Since the 1940s, BPA has been used in plastics and in the lining of aluminum cans.  It is an endocrine-disrupting chemical that mimics estrogen and wreaks havoc on the hormonal system of both men & women. When BPA breaks down it leaches into food & water and is absorbed by the body.  BPA (Bisphenol-A) has been linked to cancer, obesity, diabetes, autism, reproductive disorders, immune & nervous systems, thyroid disruption and brain tumors. Over 90% of Americans “have measurable levels of BPA in their urine.”

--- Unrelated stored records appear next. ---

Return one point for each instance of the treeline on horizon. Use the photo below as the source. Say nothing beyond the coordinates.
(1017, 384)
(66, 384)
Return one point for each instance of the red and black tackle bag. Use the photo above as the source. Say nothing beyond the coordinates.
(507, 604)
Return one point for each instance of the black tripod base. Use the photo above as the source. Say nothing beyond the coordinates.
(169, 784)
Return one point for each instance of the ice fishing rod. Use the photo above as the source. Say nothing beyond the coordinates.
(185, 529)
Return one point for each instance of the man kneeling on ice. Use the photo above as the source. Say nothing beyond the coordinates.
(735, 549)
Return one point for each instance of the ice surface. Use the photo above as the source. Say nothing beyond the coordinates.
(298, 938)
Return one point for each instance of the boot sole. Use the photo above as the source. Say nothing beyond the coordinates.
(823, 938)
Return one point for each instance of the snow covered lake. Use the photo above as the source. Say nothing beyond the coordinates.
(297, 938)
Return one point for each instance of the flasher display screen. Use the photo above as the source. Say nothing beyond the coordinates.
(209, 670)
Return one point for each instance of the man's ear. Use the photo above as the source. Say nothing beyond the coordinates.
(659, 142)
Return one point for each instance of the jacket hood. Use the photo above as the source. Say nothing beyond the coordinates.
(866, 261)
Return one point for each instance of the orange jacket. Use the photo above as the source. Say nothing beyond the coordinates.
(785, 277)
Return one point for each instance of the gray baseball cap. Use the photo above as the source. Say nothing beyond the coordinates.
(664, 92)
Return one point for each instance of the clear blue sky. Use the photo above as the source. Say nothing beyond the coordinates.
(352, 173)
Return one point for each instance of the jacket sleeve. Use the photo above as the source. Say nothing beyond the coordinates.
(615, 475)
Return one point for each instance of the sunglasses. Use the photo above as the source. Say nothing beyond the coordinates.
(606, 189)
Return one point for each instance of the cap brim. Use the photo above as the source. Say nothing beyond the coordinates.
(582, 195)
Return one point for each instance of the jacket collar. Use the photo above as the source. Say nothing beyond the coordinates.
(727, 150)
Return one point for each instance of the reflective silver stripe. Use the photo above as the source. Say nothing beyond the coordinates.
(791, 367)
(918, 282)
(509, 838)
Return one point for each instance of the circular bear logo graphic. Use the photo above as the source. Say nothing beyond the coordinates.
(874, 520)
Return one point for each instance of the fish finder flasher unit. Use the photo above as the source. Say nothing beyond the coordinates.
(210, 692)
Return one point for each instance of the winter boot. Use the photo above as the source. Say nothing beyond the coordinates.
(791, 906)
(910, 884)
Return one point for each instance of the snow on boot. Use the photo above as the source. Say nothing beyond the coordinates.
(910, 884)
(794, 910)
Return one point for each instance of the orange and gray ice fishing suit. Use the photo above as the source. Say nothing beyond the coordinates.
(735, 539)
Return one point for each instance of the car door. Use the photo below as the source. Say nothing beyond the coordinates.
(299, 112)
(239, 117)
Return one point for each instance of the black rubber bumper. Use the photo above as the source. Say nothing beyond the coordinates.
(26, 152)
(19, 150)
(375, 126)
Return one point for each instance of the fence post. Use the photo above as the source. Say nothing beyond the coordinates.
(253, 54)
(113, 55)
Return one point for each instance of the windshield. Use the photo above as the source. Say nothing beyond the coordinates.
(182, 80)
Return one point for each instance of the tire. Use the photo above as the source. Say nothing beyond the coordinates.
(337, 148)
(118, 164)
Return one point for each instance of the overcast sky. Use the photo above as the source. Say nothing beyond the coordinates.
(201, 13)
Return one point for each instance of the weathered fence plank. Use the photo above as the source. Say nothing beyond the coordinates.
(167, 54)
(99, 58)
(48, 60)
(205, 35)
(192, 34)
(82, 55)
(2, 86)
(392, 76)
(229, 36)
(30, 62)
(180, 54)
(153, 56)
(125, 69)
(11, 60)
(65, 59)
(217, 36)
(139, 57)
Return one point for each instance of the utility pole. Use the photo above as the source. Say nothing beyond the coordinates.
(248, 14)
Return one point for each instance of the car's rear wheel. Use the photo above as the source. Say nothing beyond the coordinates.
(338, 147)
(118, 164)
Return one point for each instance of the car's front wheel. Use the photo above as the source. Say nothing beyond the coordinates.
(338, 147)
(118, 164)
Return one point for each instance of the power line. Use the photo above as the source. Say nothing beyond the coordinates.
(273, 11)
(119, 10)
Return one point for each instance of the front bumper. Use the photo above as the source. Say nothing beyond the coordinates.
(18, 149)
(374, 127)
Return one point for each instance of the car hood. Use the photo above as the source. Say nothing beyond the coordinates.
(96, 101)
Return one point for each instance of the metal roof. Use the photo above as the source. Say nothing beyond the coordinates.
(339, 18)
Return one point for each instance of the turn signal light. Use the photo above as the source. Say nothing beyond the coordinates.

Chemicals are deemed safe until proven otherwise, but companies aren’t required to submit data for existing products unless it is proven as harmful. However, it is difficult to prove something as harmful without data.  The safety of current BPA levels is based on research that was conducted over 20 years ago.  Don’t wait for the FDA or the EPA to rule it as harmful – take your health into your own hands.
BPA isn’t just in plastic water bottles
It is challenging to avoid BPA completely, especially since it is everywhere from food and beverage containers (plastic and aluminum), most household water systems (PVC pipes), toothpaste tubes, baby bottles and much more. The key is to minimize exposure to reduce its harmful effects.
Tips to get you started:
1. Use BPA free products when available.
2. Reduce, or discontinue use of, canned goods and beverages in aluminum cans.
3. Look for the recycle symbol with either a 1, 2, or 4 which indicates that the item is recyclable and does not contain BPA. 
4. Use microwave-safe glass or ceramic containers rather than plastic trays, or you can heat items on the stovetop in a saucepan or skillet.